After several subsequent visits to Biblical Resources I realized this amazing hands-on presentation was too important to leave in Jerusalem. My church needed to see this—to participate in it—but most of my people didn’t have the funds to visit the Holy Land. I had to find a way to bring the Biblical Resources experience home with me—and with their gracious permission, I did. They levied just one stipulation: do your homework.
It would have been easy to parrot Dr. Fleming’s and Gayle’s insights to the folks back home, but I needed to confirm the accuracy of their data before trying to teach it. So I dug in. It was then that I made another startling discovery—languishing on dusty shelves in second-hand bookshops was a significant number of out-of-print books on the subject of ancient Levantine meal traditions, including the Last Supper. People had written about these things for a long time, but over the time they got neglected and all but forgotten.
I was now on a quest. The Tantur dinner was much more than a revelation of old customs or the seating arrangements around an ancient table—it was like Dorothy landing in Oz—a black-and-white world that suddenly exploded into Technicolor. It kicked open a door leading to a world that never occurred to me—how the people of the Bible thought about and related to their ordinary lives—how they were from an alien world I never knew existed, much less understood. My modern westernized brain swam in a sea of Greek philosophers, Renaissance art and modern trends—and all my sermons reflected it. But the people of the Bible had a radically different way of looking at God, life and relationships. Their thinking was Eastern and ancient, concrete and earthy—it was poles apart from my own. And it launched me on another quest.
Digging through books and research papers, I discovered it was possible and necessary to crawl inside the mind of a person who lived thousands of years ago in an alien world and see life as they saw it. I needed to learn a different language—more than that, a different life—family and relationships, what made them afraid, their superstitions and quirky customs—and most important of all, their semantics. When I began to look at the Bible through a different mind—their mind—its miraculously simple content flew open like a pop-up book.

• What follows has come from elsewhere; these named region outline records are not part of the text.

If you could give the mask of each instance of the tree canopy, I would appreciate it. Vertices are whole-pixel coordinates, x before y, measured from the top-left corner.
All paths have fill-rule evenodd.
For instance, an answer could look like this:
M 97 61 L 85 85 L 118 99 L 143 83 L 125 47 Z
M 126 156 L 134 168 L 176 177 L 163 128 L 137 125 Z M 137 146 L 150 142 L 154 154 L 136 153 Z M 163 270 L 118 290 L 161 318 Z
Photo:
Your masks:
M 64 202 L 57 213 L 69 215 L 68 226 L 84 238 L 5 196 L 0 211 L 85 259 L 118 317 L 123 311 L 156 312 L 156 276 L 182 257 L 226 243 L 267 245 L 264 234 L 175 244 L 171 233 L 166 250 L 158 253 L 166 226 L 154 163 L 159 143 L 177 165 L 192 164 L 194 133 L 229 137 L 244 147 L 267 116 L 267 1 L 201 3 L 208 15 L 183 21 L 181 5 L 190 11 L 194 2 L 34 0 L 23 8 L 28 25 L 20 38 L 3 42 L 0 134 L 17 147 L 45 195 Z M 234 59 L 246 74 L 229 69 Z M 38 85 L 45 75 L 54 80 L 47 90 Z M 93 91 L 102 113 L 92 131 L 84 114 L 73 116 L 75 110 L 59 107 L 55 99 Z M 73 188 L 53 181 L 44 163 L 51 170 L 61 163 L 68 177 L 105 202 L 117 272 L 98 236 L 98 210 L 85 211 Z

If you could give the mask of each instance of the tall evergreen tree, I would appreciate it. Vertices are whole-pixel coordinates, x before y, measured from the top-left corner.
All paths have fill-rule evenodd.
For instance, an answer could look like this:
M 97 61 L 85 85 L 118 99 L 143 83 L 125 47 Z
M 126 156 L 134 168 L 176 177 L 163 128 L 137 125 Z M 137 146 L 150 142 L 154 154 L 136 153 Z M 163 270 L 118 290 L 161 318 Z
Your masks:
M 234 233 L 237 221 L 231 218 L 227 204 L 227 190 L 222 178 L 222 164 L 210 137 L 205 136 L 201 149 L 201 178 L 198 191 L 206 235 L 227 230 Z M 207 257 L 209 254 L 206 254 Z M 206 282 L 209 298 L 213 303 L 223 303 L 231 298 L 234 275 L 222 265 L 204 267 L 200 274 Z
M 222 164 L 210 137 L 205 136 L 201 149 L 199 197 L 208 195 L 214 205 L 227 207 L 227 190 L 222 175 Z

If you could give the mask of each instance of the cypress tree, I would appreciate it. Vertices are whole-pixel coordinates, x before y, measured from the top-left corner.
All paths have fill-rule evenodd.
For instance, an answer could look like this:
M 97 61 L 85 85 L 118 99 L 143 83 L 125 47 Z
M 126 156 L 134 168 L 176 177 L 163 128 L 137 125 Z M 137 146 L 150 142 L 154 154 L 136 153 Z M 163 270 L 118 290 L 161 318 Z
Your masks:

Every page became an artist’s canvas painted with the great acts of the Bible—living pictures that captured the why as much as the what. And (most reassuring of all) none of it altered Biblical doctrine (otherwise it would be heresy) as it brought that ancient world into sharper focus. When I understood the possibilities—especially as a Bible teacher—I now knew what I would be doing with the rest of my life.
That was the birth of The Biblical Dinner—a vivid, edible sermon—a movable feast that I’ve had the privilege of sharing around the world—an event that sprang from Jim Fleming’s brilliant outline and Gayle Erwin’s breathtaking insights into the nature of Jesus. Dr. Fleming and Gayle are on virtually every page of this book, as are many other excellent Bible detectives. To these folks I offer my heartfelt thanks—you have blessed me—and uncounted thousands—more than you will ever know this side of heaven.